Sutherland Shire Council workers will use a high pressure steam machine as an alternative to glyphosate products to kill weeds near schools, hospitals, child care centres and shopping centres.
The council decided in June, following complaints by many residents and moves by other councils, to phase out glyphosate products "when practical" because of safety concerns.
Glyphosate is an active ingredient of commonly used Roundup. The council uses a similar product, Clear-Up Bio 360.
A progress report provided to the last council meeting said the parks operations unit had trialled two alternate organic based weed control products and was about to commission a third option - a recently acquired steam weeder unit.
The report said steam cleaner was being fitted to a vehicle and, once installed, would be used as an alternative to glyphosate "in sensitive areas such as near schools, hospitals, child care centres and shopping centres".
The report said an organic weedkiller Slasher had been trialled earlier at Camellia Gardens and again, since August, 2019, at the council's parks operations depot "with limited success".
"Preliminary results indicate Slasher is very effective in killing the leaf of the weed, however regrowth of the leaf appears after two to three weeks as the product does not appear to affect the root system of the weed," staff advised.
The report said another organic weedkiller, Bio Weed, had commenced in August 2019 around the council depot "with early results indicating a slow weed kill".

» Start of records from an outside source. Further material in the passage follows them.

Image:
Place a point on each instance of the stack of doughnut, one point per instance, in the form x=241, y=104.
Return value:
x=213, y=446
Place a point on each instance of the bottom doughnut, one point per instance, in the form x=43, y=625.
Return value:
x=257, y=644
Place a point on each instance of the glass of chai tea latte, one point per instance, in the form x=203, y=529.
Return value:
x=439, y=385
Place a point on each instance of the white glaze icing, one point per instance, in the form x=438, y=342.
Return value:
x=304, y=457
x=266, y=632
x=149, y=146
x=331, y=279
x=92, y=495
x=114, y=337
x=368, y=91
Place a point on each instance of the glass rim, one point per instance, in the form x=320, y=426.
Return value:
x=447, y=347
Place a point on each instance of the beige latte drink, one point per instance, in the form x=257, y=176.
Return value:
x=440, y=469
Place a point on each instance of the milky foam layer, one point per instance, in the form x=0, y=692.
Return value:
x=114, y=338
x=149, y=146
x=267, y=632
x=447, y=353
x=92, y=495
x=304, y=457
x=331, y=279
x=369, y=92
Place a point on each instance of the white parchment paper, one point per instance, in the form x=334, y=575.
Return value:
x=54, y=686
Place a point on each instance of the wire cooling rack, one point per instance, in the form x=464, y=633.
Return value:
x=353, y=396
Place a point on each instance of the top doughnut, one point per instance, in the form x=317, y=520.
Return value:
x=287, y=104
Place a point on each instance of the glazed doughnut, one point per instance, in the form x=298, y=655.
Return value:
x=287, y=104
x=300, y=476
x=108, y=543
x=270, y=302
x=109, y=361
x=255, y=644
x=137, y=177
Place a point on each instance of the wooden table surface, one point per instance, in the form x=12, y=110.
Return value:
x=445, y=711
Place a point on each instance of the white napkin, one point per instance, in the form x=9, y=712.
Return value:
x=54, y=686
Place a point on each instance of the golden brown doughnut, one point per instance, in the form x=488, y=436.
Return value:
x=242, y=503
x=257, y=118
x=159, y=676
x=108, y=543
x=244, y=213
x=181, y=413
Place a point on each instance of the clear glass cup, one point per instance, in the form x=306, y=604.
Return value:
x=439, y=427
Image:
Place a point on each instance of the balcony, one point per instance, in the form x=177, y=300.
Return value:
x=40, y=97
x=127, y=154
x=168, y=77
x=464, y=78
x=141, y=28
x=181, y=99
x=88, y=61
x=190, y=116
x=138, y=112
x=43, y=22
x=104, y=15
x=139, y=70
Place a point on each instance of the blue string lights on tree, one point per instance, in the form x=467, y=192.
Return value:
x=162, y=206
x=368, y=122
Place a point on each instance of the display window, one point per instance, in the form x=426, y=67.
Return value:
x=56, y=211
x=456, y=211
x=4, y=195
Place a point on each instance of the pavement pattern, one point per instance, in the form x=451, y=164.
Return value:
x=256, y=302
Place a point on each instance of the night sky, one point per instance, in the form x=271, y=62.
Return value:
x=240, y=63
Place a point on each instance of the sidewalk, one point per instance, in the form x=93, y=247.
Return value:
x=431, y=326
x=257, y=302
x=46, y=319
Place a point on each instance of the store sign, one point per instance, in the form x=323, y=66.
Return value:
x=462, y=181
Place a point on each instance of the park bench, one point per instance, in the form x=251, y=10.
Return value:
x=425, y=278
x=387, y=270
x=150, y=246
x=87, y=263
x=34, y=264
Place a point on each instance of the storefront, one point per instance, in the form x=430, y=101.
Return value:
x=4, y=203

"It is too early at this stage to determine if the weeds will return but this will continue to be monitored," it concluded.
The report said a trial of Arsenal Super Herbicide was considered, but a risk assessment "deemed the product as unsuitable for use in accordance with council's workplace health and safety systems".
Staff continued to press for the option of glyphosate products, saying "selective use remains an effective tool in council's suite of management practices", enabling it to meet its legislative requirements.